A vessel with water is placed on a weighing pan and it reads 600 g. Now a ball of mass 40 g and density 0.80 g cm⁻³ is sunk into the water with a pin of negligible volume, as shown in figure keeping it sunk. The weighting pan will show a reading(a) 600 g(b) 550 g(c) 650 g(d) 632 g
Answers
Answer:
(b) 550 g is the correct answer.
Explanation:
Given data:
A vessel with water is placed on a weighing pan.
Weight pf vessel = 600 g.
Now a ball of is sunk into the water with a pin of negligible volume.
mass of ball = 40 g
density 0.80 g cm^-3
It is shown in figure keeping it sunk.
To find:
The weighting pan will show a reading=?
Here, buoyant force will act.
Buoyant force is basically the upward force exerted by a liquid that ceases the weight of object in the liquid.

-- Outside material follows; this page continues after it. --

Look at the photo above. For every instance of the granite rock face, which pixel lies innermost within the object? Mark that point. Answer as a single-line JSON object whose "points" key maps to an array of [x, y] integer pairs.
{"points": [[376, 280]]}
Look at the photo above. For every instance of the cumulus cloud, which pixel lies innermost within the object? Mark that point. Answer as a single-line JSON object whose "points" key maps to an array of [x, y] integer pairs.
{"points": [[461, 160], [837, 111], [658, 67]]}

It is also called as upthrust.
It is necessary for the object to afloat in the liquid.
Here, the buoyant force will increase.
Thus weight will also increase.
Buoyant force is given by the formula;
F = Vρg
F = 40/0.80 * 1 *10
Let us assume g = 10m/s^2
F = 400/0.80
F = 50gm wt.
Reading of balance will increase.
= 500+50
= 550 gm wt.
Hence, b) 550 g is the correct answer.